Add Pytorch TRPO #1018

utkarshjp7 · 2019-11-12T00:17:11Z

Implemented Trust Region Policy Optimization in PyTorch.

Benchmarks are currently running and should be finished by tomorrow. I opened this PR to get some feedback since Initial results and tests looked good.

ryanjulian · 2019-11-12T01:39:15Z

src/garage/torch/algos/trpo.py

+                                      rewards)
+        self._optimizer.step(closure)
+
+    def _build_closure(self, itr, paths, valids, obs, actions, rewards):


is there a reason you did this instead of just using lambdas?

https://lintlyci.github.io/Flake8Rules/rules/E731.html

i'd prefer you just # noqa: E731 them than add 50 lines of boilerplate. also, the rule forbids assigning them, not passing them as function arguments. seems to me you could:

def _optimizer(...): self._optimizer.step( compute_loss=lambda: self._compute_loss(itr, paths, valids, obs, actions, rewards) compute_kl=lambda: self._compute_kl_constraint(obs) )

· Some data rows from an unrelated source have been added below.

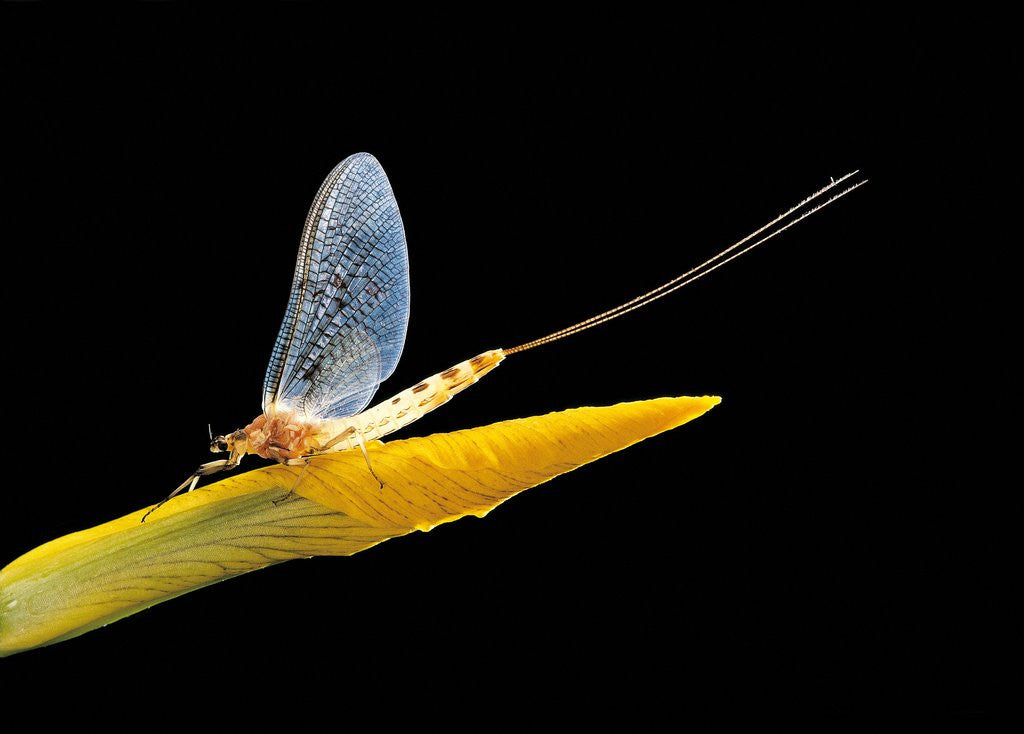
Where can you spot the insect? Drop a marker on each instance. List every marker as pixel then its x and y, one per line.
pixel 346 318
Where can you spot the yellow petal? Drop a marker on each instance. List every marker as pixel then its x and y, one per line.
pixel 89 578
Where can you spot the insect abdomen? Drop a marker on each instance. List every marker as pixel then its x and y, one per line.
pixel 413 403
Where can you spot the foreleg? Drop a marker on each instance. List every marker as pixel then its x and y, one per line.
pixel 193 480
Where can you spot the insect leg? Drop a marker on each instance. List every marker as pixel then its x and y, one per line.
pixel 204 470
pixel 363 447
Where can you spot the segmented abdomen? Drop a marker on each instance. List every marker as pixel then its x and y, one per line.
pixel 409 404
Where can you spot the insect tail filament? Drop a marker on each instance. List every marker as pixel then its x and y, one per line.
pixel 704 268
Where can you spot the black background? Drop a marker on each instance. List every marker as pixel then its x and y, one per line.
pixel 822 541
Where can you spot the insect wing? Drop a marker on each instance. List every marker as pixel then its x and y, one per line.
pixel 345 325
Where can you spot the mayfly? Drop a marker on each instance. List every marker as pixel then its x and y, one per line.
pixel 345 326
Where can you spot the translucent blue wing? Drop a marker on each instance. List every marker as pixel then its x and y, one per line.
pixel 346 318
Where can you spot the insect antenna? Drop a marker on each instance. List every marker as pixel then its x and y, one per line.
pixel 769 230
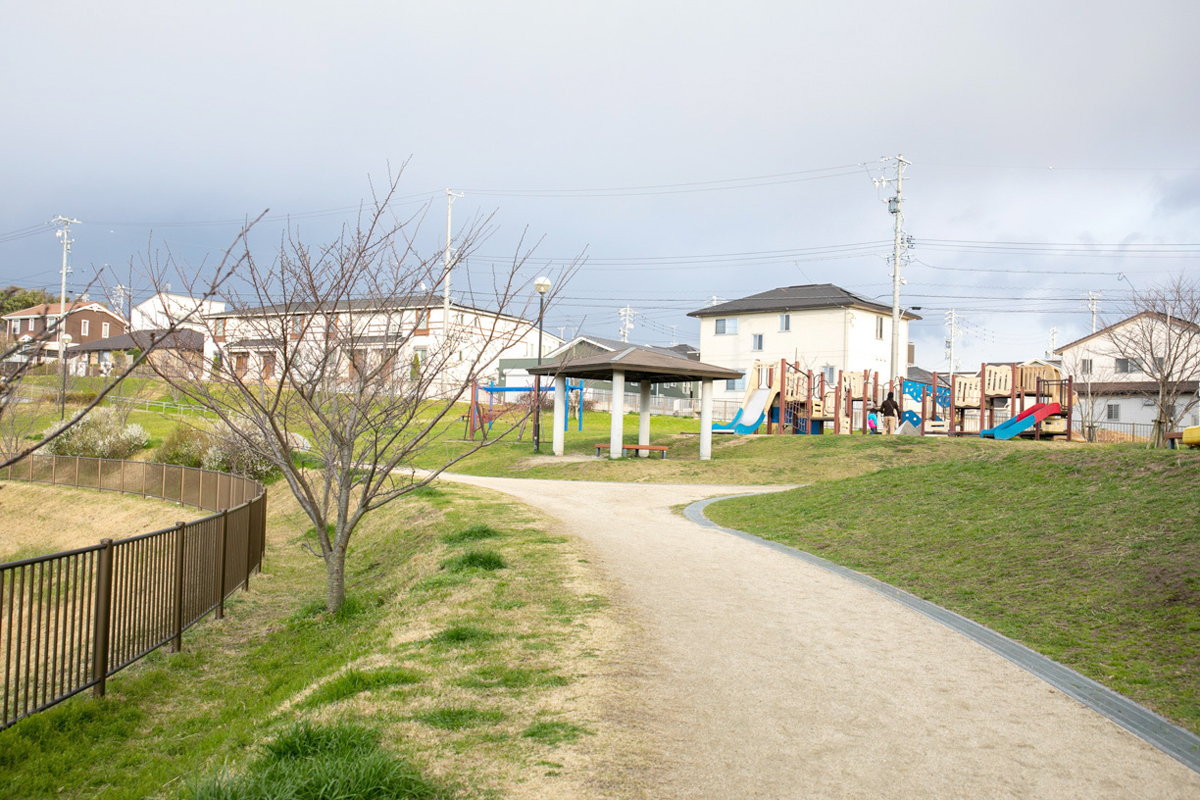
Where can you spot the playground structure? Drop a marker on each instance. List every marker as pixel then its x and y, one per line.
pixel 1030 400
pixel 480 420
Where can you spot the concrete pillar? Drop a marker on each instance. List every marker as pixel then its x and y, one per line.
pixel 643 417
pixel 706 420
pixel 559 413
pixel 617 432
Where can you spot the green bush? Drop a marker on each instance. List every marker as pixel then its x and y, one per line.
pixel 100 434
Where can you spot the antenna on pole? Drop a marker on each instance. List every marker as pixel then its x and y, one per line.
pixel 895 206
pixel 64 234
pixel 627 322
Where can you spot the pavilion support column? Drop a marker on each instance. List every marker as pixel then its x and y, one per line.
pixel 643 419
pixel 617 432
pixel 706 420
pixel 559 413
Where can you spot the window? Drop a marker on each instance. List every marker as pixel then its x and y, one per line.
pixel 1126 366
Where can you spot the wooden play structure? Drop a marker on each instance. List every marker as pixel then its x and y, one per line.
pixel 1002 401
pixel 517 413
pixel 972 404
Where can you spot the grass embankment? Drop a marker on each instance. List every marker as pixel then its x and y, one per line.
pixel 1090 555
pixel 736 459
pixel 459 667
pixel 39 519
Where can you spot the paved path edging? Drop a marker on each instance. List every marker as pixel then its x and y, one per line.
pixel 1175 741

up to you. i think either is a better option than what you had to do here.

ryanjulian · 2019-11-12T01:41:14Z

src/garage/torch/algos/vpg.py

@@ -188,7 +198,7 @@ def _compute_loss(self, itr, paths, valids, obs, actions, rewards):
            objective += self._policy_ent_coeff * policy_entropies

        valid_objectives = loss_function_utils.filter_valids(objective, valids)
-        return torch.cat(valid_objectives).mean()
+        return -1 * torch.cat(valid_objectives).mean()


why not just -torch.cat(valid_objectives).mean()?

ryanjulian · 2019-11-12T01:42:26Z

src/garage/torch/optimizers/conjugate_gradient_optimizer.py

+        """Take an optimization step.
+
+        Args:
+            closure (tuple[function]): Functions to compute loss and


why not separate arguments?

This is overriding torch.optim.Optimizer 's step function, which only takes one parameter.

it seems clear to me that torch intends closure to be a single function. If you want to pseudo-implement their API, I think it would be more analogous to change the amend the signature to accept a second closure (which computes the constraint).

ryanjulian · 2019-11-12T01:44:40Z

src/garage/torch/algos/trpo.py

+                 env_spec,
+                 policy,
+                 baseline,
+                 max_path_length=500,


this is really high for most environments, which often are <100

src/garage/torch/algos/trpo.py

ryanjulian · 2019-11-12T01:46:17Z

Code is looking pretty great, how are the benchmarks?

ryanjulian · 2019-11-12T01:47:19Z

src/garage/experiment/deterministic.py

@@ -15,13 +15,16 @@ def set_seed(seed):

    """
    seed %= 4294967294
-    global seed_
+    global seed_  # pylint: disable=global-statement


you can disable this function-wide here. the reason is fairly obvious.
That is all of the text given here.